2. What is the probability that an individual is actually a truth-teller given that the polygraph detected him/her as such? (Show me the table or the formulaic solution or both.)

\[P(truth\quad | \quad detected \quad truth) = \dfrac{P(detected\quad truth \quad |\quad truth)}{P(detected \quad truth)}\]

\[P(truth\quad | \quad detected \quad truth) = \dfrac{P(detected\quad truth \quad |\quad truth)}{P((1 - liar) + (percent \quad lie))+P((truth)+(1-(percent\quad lie)))}\]

\[P(truth\quad | \quad detected \quad truth) = \dfrac{(.9 \quad*\quad .8)}{((.41 \quad* \quad.2) \quad+ \quad(.9\quad *\quad .8))}\]

liar <- .59
truth_teller <- .9
percent_will_lie <- .2

probtruthgiventruth <- (((truth_teller) * (1-percent_will_lie)))/(((1-liar) * (percent_will_lie)) + (truth_teller * (1-percent_will_lie)))

paste("P(truth | detected truth) =", round(probtruthgiventruth, 4))

## [1] "P(truth | detected truth) = 0.8978"

3. What is the probability that a randomly selected individual is either a liar or was identified as a liar by the polygraph?
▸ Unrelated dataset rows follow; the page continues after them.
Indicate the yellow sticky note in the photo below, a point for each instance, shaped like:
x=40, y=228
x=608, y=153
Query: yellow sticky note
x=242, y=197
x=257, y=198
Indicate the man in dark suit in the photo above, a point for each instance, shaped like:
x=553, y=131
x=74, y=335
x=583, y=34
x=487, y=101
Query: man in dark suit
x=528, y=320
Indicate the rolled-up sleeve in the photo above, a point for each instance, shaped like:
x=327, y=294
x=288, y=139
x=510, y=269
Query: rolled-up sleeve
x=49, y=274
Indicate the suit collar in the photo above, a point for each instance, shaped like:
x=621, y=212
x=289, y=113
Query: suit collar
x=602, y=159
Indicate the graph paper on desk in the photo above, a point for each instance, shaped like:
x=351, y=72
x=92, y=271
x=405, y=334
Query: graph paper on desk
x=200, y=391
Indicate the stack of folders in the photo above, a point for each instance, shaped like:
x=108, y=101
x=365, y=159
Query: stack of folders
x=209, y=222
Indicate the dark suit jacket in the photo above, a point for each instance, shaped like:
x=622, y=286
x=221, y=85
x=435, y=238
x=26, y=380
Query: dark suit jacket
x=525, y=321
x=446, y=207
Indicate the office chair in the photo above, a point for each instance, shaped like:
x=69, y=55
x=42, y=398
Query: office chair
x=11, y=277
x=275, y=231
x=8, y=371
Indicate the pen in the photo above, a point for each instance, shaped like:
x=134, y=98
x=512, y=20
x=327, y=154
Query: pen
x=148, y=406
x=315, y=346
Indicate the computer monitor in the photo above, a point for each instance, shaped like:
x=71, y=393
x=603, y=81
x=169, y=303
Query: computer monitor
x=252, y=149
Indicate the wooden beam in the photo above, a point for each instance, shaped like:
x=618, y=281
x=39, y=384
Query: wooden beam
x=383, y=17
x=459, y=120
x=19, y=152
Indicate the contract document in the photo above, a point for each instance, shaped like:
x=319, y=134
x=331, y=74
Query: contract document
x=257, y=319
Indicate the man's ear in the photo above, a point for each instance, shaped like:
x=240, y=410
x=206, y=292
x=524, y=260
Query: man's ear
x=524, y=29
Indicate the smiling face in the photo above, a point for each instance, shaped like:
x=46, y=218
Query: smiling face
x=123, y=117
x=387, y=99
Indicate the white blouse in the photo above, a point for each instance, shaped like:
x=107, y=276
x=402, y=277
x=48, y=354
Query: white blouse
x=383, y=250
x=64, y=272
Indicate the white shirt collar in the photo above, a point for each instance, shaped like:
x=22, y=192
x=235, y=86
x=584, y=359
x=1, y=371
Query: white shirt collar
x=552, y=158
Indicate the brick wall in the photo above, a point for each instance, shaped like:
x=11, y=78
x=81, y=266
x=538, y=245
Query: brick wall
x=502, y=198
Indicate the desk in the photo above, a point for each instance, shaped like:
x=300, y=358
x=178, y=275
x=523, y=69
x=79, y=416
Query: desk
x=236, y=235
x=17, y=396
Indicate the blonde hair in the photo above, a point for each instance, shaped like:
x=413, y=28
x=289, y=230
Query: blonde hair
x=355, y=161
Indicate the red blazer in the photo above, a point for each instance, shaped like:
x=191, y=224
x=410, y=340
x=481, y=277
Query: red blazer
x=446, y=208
Be sure to write the probability statement.

\[P(liar\quad ∪ \quad identified \quad liar) = P(liar) + P(identified \quad liar) - P(liar \quad ∩ \quad identified \quad liar)\]

\[P(liar\quad ∪ \quad identified \quad liar) = P(liar) + P(identified \quad liar) - P(liar \quad | \quad identified \quad liar)\]

percent_will_lie <- .2
liar <- .59
problem_a <- 0.596

(liar + percent_will_lie) - problem_a

## [1] 0.194